クラウドベリー(ホロムイイチゴ)― 学名Rubus Chamaemorus ― は高さが30㌢にも満たない植物の実です。一つの茎に白い花を一つだけ,また果実も一つだけつけます。初めは赤くて堅い果実も,熟すと黄金色または琥珀色に変わり,柔らかくて果汁をたっぷり含むようになります。クラウドベリーという名は,イギリス北部で,低い雲のかかる山地に生育することに由来すると考えられています。クラウドベリーは北極圏の南部,それもおもにツンドラや湿地帯など,湿潤な地域でも見られます。スウェーデンではたいてい8月に実が熟し,やがて北欧の秋が訪れます。

湿地の“金”

何世紀もの間,地元のラップ人はクラウドベリーを集めて冬の食糧にしてきました。クラウドベリーはビタミンCなどのビタミン類が豊富ですし,天然の防腐作用があるので,涼しい所に保存したジャムは何年ももちます。それら北方地域の初期の定住者はおもに肉や魚を常食としていたので,クラウドベリーは貴重なビタミン源となりました。クラウドベリーが湿地の“金”と呼ばれてきたのもうなずけます。

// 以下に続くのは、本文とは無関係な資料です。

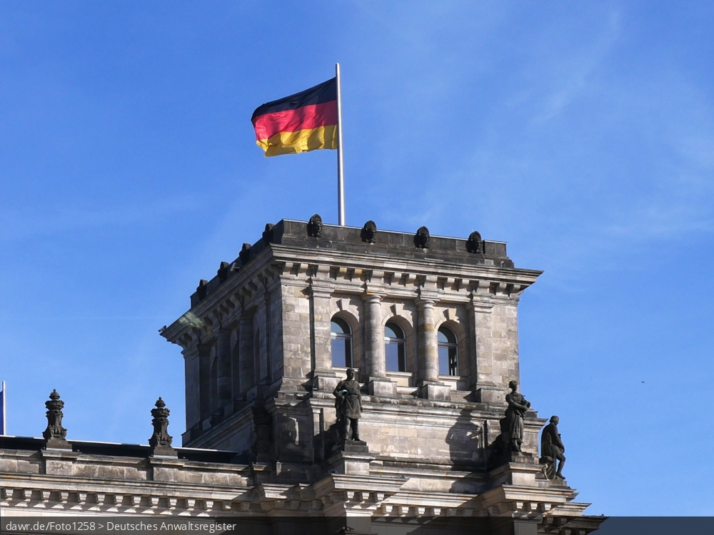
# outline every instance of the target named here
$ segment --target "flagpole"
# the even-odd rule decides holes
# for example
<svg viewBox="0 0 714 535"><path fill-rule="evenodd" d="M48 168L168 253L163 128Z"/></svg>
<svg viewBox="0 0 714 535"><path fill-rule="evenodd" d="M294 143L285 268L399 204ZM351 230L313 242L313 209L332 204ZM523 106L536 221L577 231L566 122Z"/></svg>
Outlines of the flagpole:
<svg viewBox="0 0 714 535"><path fill-rule="evenodd" d="M345 226L345 176L342 160L342 93L340 90L340 64L335 63L337 75L337 214L340 226Z"/></svg>
<svg viewBox="0 0 714 535"><path fill-rule="evenodd" d="M5 406L7 404L5 401L7 398L5 396L5 382L2 382L2 434L7 434L7 412Z"/></svg>

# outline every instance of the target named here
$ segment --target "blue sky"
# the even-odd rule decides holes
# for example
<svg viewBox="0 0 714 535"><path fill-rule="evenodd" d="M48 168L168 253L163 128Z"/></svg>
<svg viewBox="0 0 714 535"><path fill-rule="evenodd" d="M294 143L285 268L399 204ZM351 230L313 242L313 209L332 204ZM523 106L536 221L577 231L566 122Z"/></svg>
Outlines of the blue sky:
<svg viewBox="0 0 714 535"><path fill-rule="evenodd" d="M0 4L9 432L146 443L160 337L267 222L336 223L336 154L267 101L342 66L347 223L508 243L523 392L591 514L714 514L714 4ZM705 418L703 415L708 417Z"/></svg>

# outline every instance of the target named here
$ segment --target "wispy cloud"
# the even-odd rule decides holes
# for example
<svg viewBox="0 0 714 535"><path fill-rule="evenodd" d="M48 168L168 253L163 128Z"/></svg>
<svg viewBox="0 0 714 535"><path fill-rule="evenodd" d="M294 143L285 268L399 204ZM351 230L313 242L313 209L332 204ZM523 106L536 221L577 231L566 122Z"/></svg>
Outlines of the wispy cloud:
<svg viewBox="0 0 714 535"><path fill-rule="evenodd" d="M63 233L103 228L144 225L196 210L200 199L181 195L124 206L72 207L41 210L32 207L0 213L0 242L51 236Z"/></svg>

今日では,大量のクラウドベリーが収穫され,スーパーマーケットや加工業者に出荷されています。例えばスウェーデンでは平年で1,000㌧以上のクラウドベリーが市場に出されます。すべて手摘みされるのです。学校が休みの子どもたちなどが一生懸命にベリー摘みをして小遣い稼ぎをすることもあります。クラウドベリーはフィンランドでも大切にされており,新しい2ユーロ硬貨にその絵が刻まれているほどです。

おいしさを味わう

クラウドベリーは,さっぱりした甘酸っぱい味がします。ヨーロッパや米国の主要都市の食料品専門店などには,クラウドベリーのジャムやプリザーブ,クラウドベリー風味のリキュールも置かれているでしょう。スウェーデンのストックホルムで毎年開かれるノーベル賞受賞者の晩餐会では,クラウドベリー・アイスクリーム・パフェがデザートのメニューによく登場します。温めたクラウドベリー・ジャムをバニラ・アイスクリームにかけて出す高級レストランもあります。また,このジャムはスウェーデン風チーズケーキやカマンベールチーズ・フライとの相性もよく,タルトに詰めてもおいしくいただけます。フィンランドでは金色のクラウドベリー・リキュールが作られていますし,スウェーデンでは最近,クラウドベリー・ワインが商品化されました。

クラウドベリーの産地にいらっしゃることがあれば,ご自分で摘み取って生で味わってみてください。できればグラニュー糖を散らし,ホイップクリームをたっぷりかけてください。クラウドベリーに金にも似た価値のあることがお分かりになるでしょう。そして,このおいしい贈り物について創造者に感謝したいと思われるでしょう。